Fig. 6 Electrochemical and structural stability analysis of Fe–P and Ni–P. (a) Chronopotentiometry curves showing long-term HER stability at a constant current density in 1 M KOH. (b) Nyquist plots obtained from electrochemical impedance spectroscopy (EIS) for Fe–P and Ni–P; inset shows the equivalent circuit model used for fitting, including solution resistance (R_s), polarisation resistance (R_p), and constant phase element (CPE). SEM images of (c and d) Fe–P and (e and f) Ni–P foams at low and high magnifications, respectively, obtained after stability tests.

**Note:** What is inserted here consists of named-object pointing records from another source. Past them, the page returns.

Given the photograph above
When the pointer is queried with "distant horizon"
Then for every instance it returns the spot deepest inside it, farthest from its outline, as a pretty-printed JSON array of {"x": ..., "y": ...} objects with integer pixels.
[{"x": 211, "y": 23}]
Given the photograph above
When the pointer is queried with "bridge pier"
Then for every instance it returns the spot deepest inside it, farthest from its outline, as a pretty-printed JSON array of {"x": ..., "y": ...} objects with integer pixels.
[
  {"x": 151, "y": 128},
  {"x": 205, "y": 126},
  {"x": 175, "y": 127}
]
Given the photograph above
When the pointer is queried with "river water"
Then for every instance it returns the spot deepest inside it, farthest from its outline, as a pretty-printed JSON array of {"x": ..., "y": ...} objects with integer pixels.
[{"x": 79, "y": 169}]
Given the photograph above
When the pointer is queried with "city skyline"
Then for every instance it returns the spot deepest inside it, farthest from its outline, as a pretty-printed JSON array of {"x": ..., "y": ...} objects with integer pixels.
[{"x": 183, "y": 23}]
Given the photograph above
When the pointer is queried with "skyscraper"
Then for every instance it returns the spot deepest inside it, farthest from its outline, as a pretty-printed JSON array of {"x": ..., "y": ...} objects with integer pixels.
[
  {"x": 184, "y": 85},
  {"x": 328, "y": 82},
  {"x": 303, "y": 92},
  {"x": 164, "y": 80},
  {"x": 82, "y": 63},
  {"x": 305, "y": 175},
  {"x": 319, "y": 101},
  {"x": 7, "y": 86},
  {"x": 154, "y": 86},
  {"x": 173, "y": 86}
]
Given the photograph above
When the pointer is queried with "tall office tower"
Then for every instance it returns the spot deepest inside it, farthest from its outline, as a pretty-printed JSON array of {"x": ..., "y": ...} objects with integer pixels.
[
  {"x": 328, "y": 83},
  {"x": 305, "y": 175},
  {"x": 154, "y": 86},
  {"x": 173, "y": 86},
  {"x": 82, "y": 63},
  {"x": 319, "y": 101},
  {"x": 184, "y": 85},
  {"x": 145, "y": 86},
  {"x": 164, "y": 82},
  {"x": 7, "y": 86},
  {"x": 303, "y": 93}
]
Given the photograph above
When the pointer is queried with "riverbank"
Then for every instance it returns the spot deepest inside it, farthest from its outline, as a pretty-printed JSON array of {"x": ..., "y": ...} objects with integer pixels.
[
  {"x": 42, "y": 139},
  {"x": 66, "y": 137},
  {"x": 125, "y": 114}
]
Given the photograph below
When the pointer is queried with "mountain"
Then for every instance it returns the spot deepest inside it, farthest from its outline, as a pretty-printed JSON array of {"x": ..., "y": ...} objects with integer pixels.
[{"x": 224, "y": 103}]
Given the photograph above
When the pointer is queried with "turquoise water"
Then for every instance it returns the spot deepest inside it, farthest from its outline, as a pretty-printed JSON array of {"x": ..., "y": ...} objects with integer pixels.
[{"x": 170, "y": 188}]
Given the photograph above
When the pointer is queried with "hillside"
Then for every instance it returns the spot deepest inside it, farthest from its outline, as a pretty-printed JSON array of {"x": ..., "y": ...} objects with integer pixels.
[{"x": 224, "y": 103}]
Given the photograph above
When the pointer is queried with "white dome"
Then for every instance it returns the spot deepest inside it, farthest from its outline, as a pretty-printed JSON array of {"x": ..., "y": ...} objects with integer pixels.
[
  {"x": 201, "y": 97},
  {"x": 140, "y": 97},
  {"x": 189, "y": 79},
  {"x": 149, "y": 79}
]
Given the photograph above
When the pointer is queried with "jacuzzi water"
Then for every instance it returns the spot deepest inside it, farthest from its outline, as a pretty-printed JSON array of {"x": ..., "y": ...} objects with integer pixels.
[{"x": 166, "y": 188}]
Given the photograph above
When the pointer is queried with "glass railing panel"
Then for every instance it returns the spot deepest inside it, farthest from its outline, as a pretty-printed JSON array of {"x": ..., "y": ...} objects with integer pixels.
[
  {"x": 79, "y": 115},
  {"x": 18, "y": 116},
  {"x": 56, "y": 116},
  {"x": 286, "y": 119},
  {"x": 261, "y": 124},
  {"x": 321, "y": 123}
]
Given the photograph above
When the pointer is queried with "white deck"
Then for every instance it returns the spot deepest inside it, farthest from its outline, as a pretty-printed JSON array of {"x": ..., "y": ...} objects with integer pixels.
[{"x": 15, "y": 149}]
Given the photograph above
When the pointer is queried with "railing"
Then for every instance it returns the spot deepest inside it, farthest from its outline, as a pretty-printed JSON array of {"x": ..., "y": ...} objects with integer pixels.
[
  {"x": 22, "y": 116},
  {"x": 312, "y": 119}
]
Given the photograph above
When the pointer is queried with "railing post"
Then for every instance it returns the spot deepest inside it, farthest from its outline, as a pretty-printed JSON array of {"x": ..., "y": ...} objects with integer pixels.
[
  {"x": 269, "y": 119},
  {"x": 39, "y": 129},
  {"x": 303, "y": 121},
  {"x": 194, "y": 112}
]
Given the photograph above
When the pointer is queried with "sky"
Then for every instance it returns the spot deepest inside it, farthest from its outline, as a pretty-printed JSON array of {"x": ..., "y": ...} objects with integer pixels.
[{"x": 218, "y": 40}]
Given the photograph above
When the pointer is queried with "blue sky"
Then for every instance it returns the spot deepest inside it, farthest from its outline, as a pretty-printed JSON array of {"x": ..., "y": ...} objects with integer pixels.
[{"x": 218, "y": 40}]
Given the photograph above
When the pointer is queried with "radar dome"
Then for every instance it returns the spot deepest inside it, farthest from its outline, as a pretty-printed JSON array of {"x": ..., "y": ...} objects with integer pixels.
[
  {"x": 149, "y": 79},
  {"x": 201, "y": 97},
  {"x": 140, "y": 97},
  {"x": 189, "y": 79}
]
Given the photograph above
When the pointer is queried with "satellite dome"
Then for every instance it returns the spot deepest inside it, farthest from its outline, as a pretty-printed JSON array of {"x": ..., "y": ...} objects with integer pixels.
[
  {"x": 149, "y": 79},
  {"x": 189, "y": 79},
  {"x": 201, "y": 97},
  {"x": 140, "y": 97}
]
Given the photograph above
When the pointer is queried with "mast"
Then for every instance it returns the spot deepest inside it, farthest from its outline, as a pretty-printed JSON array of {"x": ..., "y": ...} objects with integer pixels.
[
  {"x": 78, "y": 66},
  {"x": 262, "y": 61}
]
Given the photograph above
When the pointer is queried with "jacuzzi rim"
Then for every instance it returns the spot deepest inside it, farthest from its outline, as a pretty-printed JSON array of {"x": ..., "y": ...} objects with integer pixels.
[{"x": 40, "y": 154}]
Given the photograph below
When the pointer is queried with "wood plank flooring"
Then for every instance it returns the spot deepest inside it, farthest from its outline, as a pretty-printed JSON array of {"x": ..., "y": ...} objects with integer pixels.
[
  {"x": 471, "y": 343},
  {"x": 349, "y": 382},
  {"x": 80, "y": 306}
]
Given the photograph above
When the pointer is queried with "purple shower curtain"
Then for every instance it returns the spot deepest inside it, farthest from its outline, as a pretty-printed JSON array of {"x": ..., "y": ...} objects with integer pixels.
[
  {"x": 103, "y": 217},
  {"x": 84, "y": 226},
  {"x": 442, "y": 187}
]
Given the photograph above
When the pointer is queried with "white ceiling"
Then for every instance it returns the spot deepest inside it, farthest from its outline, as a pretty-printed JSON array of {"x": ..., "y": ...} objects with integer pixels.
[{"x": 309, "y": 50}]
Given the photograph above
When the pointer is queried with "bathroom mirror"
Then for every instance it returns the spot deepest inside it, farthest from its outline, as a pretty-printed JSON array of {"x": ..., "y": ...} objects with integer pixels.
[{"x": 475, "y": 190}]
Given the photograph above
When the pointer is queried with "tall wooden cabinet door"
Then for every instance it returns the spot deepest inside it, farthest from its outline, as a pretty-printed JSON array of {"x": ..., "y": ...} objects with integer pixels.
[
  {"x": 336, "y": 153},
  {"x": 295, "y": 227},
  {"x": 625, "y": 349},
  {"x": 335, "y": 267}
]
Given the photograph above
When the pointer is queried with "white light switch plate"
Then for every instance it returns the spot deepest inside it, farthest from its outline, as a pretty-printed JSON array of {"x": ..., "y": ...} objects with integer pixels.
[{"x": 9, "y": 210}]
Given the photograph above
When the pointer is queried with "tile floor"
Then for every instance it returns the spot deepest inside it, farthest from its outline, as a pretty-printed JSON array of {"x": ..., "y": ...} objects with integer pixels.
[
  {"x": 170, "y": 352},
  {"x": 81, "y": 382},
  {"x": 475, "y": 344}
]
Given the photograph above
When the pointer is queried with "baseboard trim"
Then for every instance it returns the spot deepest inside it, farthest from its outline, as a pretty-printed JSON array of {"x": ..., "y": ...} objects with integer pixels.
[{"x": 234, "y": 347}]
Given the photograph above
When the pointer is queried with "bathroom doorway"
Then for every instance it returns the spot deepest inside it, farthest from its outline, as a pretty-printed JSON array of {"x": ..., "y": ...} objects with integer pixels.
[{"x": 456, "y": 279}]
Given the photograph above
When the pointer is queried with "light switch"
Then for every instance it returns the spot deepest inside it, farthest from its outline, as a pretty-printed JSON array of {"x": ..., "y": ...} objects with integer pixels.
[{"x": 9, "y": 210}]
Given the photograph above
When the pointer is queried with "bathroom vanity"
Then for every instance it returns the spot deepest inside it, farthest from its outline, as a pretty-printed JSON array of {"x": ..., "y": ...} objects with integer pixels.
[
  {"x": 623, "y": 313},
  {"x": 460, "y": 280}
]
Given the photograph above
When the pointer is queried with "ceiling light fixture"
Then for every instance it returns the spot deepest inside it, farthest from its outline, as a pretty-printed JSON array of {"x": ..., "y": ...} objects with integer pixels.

Consequently, the ΔG_H* values have been calculated for all Ni(111) surfaces with adsorbed H atoms. Values are displayed in Fig. 7). According to these results, ΔG_H* is lowest with a Ni(111) surface with a value of −0.41 eV and closest to the ideal state with a Ni(111)P_ads surface with a value of 0.01 eV. The Ni(111)P_def surface leads to the highest ΔG_H* value of 0.69 eV, which is unsuitable for HER. The surfaces can be ordered according to their ΔG_H* from lowest to highest value as follows: Ni(111)P_ads < Ni(111) < Ni(111)P_def.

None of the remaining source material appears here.